The grading methodology weighs sector comparison at 16%, industry comparison at 16%, and key metrics at 16%. Financial growth accounts for 12%, while forecasts contribute 8%. Analyst consensus represents 14% of the grade. These grades are not guaranteed and we are not financial advisors. Track CYXT on Meyka for real-time updates and detailed analysis.

Data Center Industry Position

Cyxtera Technologies operates in the Information Technology Services sector, providing retail colocation, interconnection, and deployment services. The company offers Bare Metal, an on-demand IT infrastructure solution for enterprises and government agencies. With 7,520 full-time employees, Cyxtera maintains a significant operational footprint.

Headquartered in Coral Gables, Florida, the company competes in a capital-intensive industry requiring continuous infrastructure investment. The enterprise value-to-sales ratio of 3.04 suggests the market values the business at a modest multiple relative to revenue. However, the enterprise value-to-EBITDA ratio of 10.73 indicates elevated valuation relative to operational earnings.

Market Sentiment: Trading Activity and Liquidation

The 369.8 million share volume represents extraordinary trading activity, suggesting either forced liquidation or significant institutional repositioning. This volume level indicates investors are actively moving in and out of the position. The flat price action despite massive volume suggests balanced selling and buying pressure.

The price-to-book ratio of 0.03 indicates the stock trades at only 3% of book value, a potential value signal or a warning sign of asset impairment. The negative tangible book value of -$3.61 per share suggests intangible assets exceed tangible assets.
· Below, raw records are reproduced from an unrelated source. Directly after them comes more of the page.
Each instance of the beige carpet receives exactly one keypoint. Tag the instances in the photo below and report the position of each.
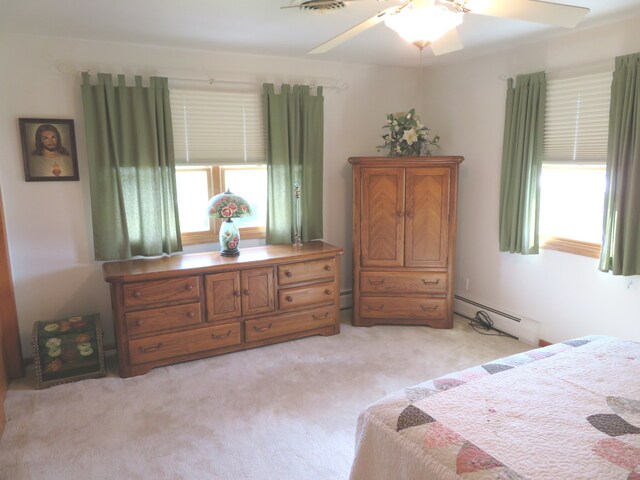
(286, 411)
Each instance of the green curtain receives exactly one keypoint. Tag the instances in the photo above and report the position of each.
(522, 153)
(294, 121)
(621, 236)
(132, 167)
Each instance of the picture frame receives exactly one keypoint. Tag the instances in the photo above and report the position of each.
(48, 149)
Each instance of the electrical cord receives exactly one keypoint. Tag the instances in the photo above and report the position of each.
(483, 323)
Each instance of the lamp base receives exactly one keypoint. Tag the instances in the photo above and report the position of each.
(229, 239)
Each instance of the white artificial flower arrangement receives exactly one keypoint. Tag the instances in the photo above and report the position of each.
(407, 136)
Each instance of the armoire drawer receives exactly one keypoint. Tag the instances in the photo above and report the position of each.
(270, 327)
(159, 319)
(314, 271)
(170, 345)
(303, 296)
(399, 307)
(162, 291)
(403, 282)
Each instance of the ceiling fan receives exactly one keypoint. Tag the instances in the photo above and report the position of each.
(433, 22)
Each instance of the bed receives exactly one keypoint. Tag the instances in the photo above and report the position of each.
(566, 411)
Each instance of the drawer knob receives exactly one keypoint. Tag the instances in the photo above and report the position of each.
(153, 348)
(262, 329)
(222, 335)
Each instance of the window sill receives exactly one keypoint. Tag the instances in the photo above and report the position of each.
(575, 247)
(246, 233)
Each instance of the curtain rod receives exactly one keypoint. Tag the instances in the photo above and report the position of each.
(601, 66)
(339, 87)
(212, 81)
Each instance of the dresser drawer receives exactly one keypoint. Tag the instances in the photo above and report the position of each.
(158, 319)
(290, 298)
(403, 282)
(161, 291)
(290, 323)
(398, 307)
(314, 271)
(170, 345)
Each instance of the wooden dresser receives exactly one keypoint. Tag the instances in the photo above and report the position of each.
(177, 308)
(404, 236)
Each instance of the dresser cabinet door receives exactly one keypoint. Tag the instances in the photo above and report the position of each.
(427, 217)
(382, 217)
(223, 296)
(257, 291)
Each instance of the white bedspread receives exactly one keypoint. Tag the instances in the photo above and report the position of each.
(567, 411)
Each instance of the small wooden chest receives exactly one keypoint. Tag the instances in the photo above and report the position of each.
(68, 350)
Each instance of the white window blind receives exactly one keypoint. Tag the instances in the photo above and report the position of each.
(577, 119)
(217, 127)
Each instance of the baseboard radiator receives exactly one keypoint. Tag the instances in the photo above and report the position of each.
(525, 329)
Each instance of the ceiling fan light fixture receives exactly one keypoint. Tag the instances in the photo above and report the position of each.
(423, 25)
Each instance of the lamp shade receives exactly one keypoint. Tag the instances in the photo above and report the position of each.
(228, 205)
(423, 24)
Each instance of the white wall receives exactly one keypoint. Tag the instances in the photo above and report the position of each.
(49, 223)
(465, 104)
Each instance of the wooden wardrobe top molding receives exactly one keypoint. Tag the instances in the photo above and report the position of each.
(195, 263)
(405, 161)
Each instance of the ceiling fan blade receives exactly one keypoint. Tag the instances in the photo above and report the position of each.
(321, 3)
(353, 31)
(450, 42)
(529, 10)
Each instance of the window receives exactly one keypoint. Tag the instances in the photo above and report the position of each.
(573, 172)
(219, 142)
(196, 185)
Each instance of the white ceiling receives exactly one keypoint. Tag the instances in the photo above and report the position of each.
(262, 27)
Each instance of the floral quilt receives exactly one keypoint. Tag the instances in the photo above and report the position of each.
(566, 411)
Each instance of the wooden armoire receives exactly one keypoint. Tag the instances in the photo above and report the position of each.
(404, 237)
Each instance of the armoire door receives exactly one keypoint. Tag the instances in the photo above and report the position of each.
(427, 217)
(382, 217)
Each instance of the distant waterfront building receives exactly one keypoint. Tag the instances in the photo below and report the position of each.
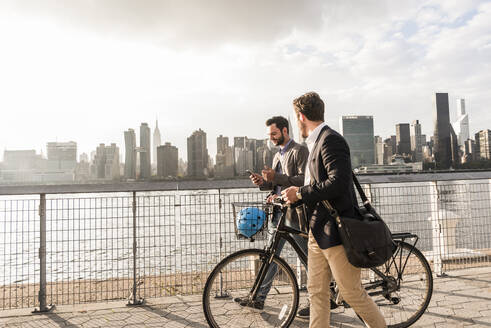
(442, 150)
(145, 152)
(224, 167)
(130, 154)
(461, 126)
(84, 158)
(197, 154)
(240, 142)
(454, 147)
(20, 159)
(379, 150)
(470, 150)
(157, 141)
(222, 143)
(167, 160)
(62, 155)
(244, 160)
(106, 162)
(416, 141)
(358, 132)
(403, 139)
(484, 137)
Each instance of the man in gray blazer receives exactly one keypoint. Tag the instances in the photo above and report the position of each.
(328, 177)
(287, 170)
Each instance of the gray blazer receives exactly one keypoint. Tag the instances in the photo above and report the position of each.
(293, 164)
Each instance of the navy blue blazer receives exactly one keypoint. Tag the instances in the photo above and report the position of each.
(330, 179)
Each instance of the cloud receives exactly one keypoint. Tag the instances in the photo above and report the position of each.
(211, 64)
(174, 23)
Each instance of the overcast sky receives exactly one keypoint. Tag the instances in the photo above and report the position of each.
(88, 70)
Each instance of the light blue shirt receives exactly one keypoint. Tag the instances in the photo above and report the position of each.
(310, 141)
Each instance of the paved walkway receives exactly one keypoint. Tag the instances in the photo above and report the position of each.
(461, 299)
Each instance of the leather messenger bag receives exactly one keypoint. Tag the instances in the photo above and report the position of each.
(366, 240)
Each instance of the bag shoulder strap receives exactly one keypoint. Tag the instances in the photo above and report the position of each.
(364, 198)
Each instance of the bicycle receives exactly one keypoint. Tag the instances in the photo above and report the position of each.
(401, 287)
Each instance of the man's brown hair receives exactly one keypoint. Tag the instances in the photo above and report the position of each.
(280, 122)
(310, 105)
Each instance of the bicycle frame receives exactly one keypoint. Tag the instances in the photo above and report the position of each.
(283, 232)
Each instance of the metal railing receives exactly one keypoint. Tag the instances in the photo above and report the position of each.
(71, 249)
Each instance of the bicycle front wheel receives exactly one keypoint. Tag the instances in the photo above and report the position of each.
(233, 279)
(407, 288)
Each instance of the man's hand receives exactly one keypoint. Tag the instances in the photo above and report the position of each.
(256, 179)
(271, 198)
(290, 195)
(268, 173)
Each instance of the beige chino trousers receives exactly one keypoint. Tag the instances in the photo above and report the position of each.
(323, 264)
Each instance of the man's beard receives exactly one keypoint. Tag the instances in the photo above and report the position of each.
(279, 141)
(303, 129)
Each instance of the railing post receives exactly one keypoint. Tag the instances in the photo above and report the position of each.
(133, 300)
(223, 294)
(43, 307)
(437, 234)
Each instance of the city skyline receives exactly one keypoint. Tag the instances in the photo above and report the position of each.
(95, 74)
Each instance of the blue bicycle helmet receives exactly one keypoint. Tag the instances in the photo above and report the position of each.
(250, 220)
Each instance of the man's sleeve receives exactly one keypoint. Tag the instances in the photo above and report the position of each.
(336, 160)
(300, 157)
(266, 186)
This combination suggests the market prices in substantial downside risk and potential equity wipeout scenarios.

Final Thoughts

CYXT stock remains deeply distressed at $0.065 per share with significant operational and financial challenges. The company’s negative earnings, high debt burden, and negative working capital create substantial risk for equity investors. While the data center industry offers growth potential, Cyxtera’s current financial position limits its ability to capitalize on market opportunities. The Meyka AI grade of C+ reflects these mixed fundamentals. Investors should carefully evaluate their risk tolerance before considering this stock. The massive trading volume suggests institutional repositioning, but the underlying business metrics remain concerning. Potential recovery would require significant operational improvements and debt restructuring.

FAQs

Why has CYXT stock declined so dramatically?

CYXT fell 99.3% over five years due to operating losses, high debt, and negative earnings (-$3.49 per share). Negative free cash flow reflects operational challenges in the competitive data center market.

What does the massive trading volume indicate?

The 369.8 million share volume suggests institutional repositioning or forced liquidation. High volume with flat pricing indicates balanced selling and buying pressure, possibly from margin calls or portfolio rebalancing.

Is CYXT a buy at these penny-stock prices?

The C+ grade suggests HOLD. Negative working capital, 6.08 debt-to-equity ratio, and -71.7% return on equity present substantial risks. Conduct thorough due diligence before considering entry.

What is Cyxtera’s core business?

Cyxtera provides data center services including retail colocation, interconnection, and Bare Metal on-demand infrastructure for enterprises and government agencies, generating $4.19 revenue per share.

Disclaimer:

Stock markets involve risks. This content is for informational purposes only. Past performance does not guarantee future results. Meyka AI PTY LTD provides market analysis and data insights, not financial advice. Always conduct your own research and consider consulting a licensed financial advisor.